A impossibilidade de helicópteros voarem na região, causada pela instabilidade do clima, faz com que a busca por desaparecidos e o resgate das famílias ilhadas siga apenas por meio terrestre no interior de Bento Gonçalves. As aeronaves do Exército que auxiliariam nos trabalhos não tiveram voos autorizados na manhã desta sexta-feira (3), segundo o prefeito Diogo Siqueira.
Uma equipe formada por cerca de 60 pessoas, entre bombeiros, Defesa Civil, prefeitura e voluntários avança como pode com quadriciclos, tratores e motocicletas até as áreas que sofreram com uma série de deslizamentos às margens da RS-431.
Davi Gallina, cinco anos, ficou três dias à espera do resgate junto ao padrinho George Neves, em uma casa da Linha Alcântara. Os pais, Dariane Norbert, 25, e Davison Gallina, 28, ficaram 48 horas sem notícias do filho, que foi resgatado na manhã desta sexta.
— O dindo mora aqui, tem um bar no lado do salão da comunidade, soubemos deles só na quinta à noite. Foi muita aflição — conta a mãe.

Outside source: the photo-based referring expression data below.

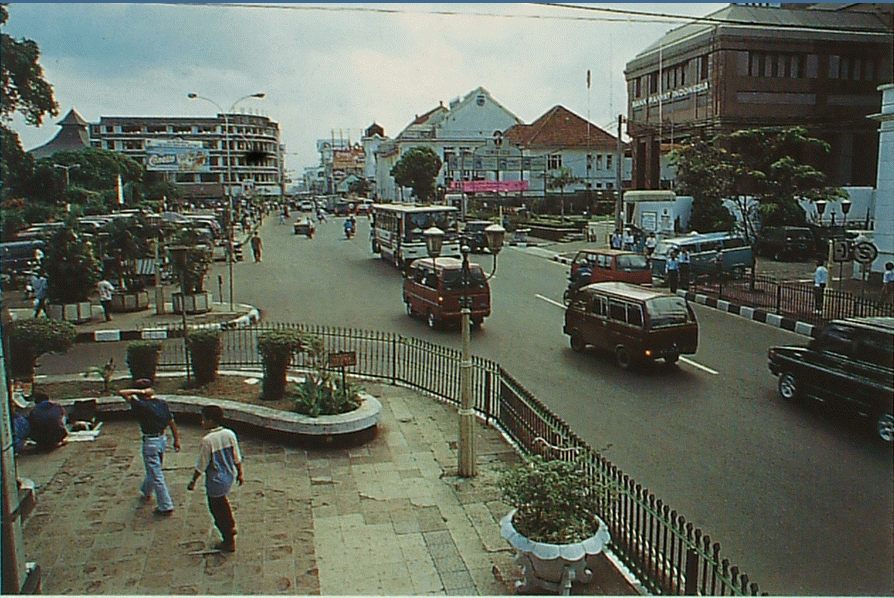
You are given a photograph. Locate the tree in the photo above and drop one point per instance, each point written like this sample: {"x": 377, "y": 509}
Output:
{"x": 23, "y": 90}
{"x": 704, "y": 173}
{"x": 417, "y": 169}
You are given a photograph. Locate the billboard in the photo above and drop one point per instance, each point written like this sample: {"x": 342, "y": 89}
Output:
{"x": 177, "y": 155}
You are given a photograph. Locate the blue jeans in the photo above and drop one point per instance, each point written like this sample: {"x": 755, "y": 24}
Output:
{"x": 153, "y": 455}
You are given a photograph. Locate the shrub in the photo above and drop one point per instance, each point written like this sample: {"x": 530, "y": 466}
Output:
{"x": 204, "y": 354}
{"x": 554, "y": 501}
{"x": 29, "y": 339}
{"x": 142, "y": 359}
{"x": 276, "y": 348}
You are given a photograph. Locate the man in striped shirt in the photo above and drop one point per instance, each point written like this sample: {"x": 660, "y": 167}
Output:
{"x": 221, "y": 462}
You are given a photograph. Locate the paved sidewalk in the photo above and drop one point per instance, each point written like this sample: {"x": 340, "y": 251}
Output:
{"x": 386, "y": 518}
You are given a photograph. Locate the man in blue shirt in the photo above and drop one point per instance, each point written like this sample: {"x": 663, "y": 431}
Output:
{"x": 154, "y": 417}
{"x": 221, "y": 462}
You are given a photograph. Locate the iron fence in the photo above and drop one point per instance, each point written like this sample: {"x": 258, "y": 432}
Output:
{"x": 792, "y": 299}
{"x": 666, "y": 553}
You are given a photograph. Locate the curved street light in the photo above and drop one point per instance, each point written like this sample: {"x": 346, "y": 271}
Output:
{"x": 229, "y": 181}
{"x": 434, "y": 239}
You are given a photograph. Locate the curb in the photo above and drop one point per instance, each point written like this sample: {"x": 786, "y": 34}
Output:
{"x": 252, "y": 316}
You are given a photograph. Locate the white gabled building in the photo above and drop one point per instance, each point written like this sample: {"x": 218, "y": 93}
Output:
{"x": 460, "y": 128}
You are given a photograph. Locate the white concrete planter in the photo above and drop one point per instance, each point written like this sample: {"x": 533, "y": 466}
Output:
{"x": 199, "y": 303}
{"x": 553, "y": 567}
{"x": 71, "y": 312}
{"x": 124, "y": 302}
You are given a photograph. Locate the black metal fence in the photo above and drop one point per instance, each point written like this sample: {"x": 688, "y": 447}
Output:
{"x": 667, "y": 553}
{"x": 792, "y": 299}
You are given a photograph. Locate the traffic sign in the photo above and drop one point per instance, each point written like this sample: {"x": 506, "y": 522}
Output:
{"x": 841, "y": 250}
{"x": 865, "y": 252}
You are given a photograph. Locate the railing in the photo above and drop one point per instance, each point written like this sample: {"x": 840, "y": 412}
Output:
{"x": 666, "y": 553}
{"x": 791, "y": 299}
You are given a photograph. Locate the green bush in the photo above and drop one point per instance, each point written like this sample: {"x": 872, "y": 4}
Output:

Junto do amigo Jaques Antônio Menegotto Júnior, 28, Davison acessou a localidade onde o filho estava com um veículo 4x4. No entanto, a maior parte do caminho foi feita a pé, em um resgate que durou cerca de quatro horas.
— Foi tenso, mas graças a Deus deu tudo certo, descemos um pouco de 4x4, um pouco de quadriciclo e depois a pé. Estou acabado — diz.
A situação mais cítrica é, justamente, registrada nas localidades de Linha Alcântara, Imaculada Conceição e Vale Aurora, onde há pessoas desaparecidas. Entre elas, o sogro de Sandro Migliavacca, 53, que mora em Linha Alcântara e está sumido desde a última quarta-feira(2). Com um quadriciclo, Migliavacca auxilia nas buscas.
— O amigo dele mora do lado, foi socorrido, mas ele não. Não conseguimos descer de nenhum lado, vamos tentar abrir uma picada (pequena trilha). Não se sabe se a casa está de pé, minha esposa não dorme. Ele resolveu descer pra dar comida para os gatos e não sabemos mais nada dele — conta.
A falta de acessos dificulta os trabalhos. Sem estradas, os caminhos percorridos pelas equipes são feitos entre parreirais, e uma trilha foi aberta em um trecho de mata. Pelo caminho estreito, o motorista César Panizzi, 41, acessou pela primeira vez as proximidades da casa que abandonou na última quarta-feira:
— Pegamos algumas coisas e fomos pra Bento, mas meu vizinho da frente, que chegou a me convidar pra ver como estava a situação da estrada, não foi mais visto.
Primeiras pessoas resgatadas
A professora de Ciências Juraci Fedrigo, 65, mora há cinco anos em Linha Alcântara e leciona em escolas estaduais do interior. Chegou ao salão comunitário de Faria Lemos no final da tarde de quinta-feira (2), depois de um longo percurso até ficar em segurança junto da filha.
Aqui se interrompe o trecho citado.